Premature termination

When the Tamoxifen trial was prematurely closed and unblinded by the American contingent, it was treated as a scandal and an outrage by the European participants. Now they are all at it. In drug trials several diseases are monitored and as soon as one crosses the threshold the trial is abandoned. They claim the same old one in twenty chance of accident, but the actually probability depends on the number of diseases being monitored.

Here is a comment from The Epidemiologists:

The policy of cancelling arouses a number of concerns. First, there are security worries. Do we really believe in the efficacy of those “Chinese walls” that are supposed to stop different departments in financial institutions from leaking information to each other. Are there no innuendoes exchanged in the lap-dancing clubs after work? Second, the progress of such a trial in terms of, say, relative risk is a random walk, wandering up and down but, if the trial is long enough, gradually settling down to an equilibrium value. If it is terminated before that equilibrium is reached, can the result be regarded as significant? Would the trend have drifted the other way given time? Third, who prescribes the standards by which the action to terminate will be judged? It is rather disturbing that in at least one case the terminating condition involved a 95% Confidence Interval that embraced the value of relative risk of 1.0, which means there is no effect. Fourth, the very act of termination endows a study with much greater significance than it would otherwise be granted. Following the 2004 announcement of the termination of a Scandinavian HRT and breast cancer trial, the headline was Breast cancer fears force doctors to axe second trial. Yet this trial involved a mere 174 women. Furthermore, it was formed from the combination of two trials, one of which was producing “evidence” that HRT protected against cancer. Fifth, the whole thing involves the extreme value fallacy. If a dozen diseases are being monitored it only needs one of them to cross the arbitrary threshold for the trial to be terminated, yet for one of the others the treatment could have turned out to be wonderfully beneficial or devastatingly malign.
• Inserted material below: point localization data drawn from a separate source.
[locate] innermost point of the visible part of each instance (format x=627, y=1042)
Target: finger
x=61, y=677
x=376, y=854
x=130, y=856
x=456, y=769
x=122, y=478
The next HRT trial was abandoned on the grounds of risk of stroke. Breast cancer did not figure. By April 2004, more than half the women on HRT had abandoned it, when yet another study appeared, exonerating it.

Asymptotic distributions

The other question of relevance is the shape of distributions of extreme values. Just as averages tend towards the normal distribution by virtue of the central limit theorem, so extreme value distributions tend towards certain shapes. These may be derived from an idea known as the stability postulate, that the asymptotic distributions are such that they do not change their shape under the smallest (or largest) value transformation. It turns out that there are only six possible types. In medical statistics the two important ones are the exponential distribution (also known as the Poisson traffic law) that governs time to failure or initiation of disease (as in the Vioxx trial) and the Gompertz distribution, which applies to human life duration.

Simple worked example

An electronic component has a constant failure rate of a per hour, what is the failure rate of a system with n such essential components?
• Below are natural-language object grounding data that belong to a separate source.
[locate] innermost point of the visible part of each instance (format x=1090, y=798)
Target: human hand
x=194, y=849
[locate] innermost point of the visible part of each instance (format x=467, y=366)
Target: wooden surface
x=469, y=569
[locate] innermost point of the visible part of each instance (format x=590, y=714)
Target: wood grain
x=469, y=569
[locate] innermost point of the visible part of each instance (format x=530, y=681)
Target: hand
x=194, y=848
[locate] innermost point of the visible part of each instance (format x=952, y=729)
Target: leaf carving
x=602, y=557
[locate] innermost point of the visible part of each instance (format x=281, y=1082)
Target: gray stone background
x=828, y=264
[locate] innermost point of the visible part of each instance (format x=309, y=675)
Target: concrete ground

The system has failed if one component fails.

The distribution of times to failure for one component is given by F1(t) = 1-exp(at), see links.

Plugging this into the smallest value transformation above, we get Fn(t) = 1-exp(nat). The shape of the distribution is unchanged, illustrating the stability postulate, and the new failure rate is na.

The calculation is the same for n diseases, assuming the statistical properties are similar.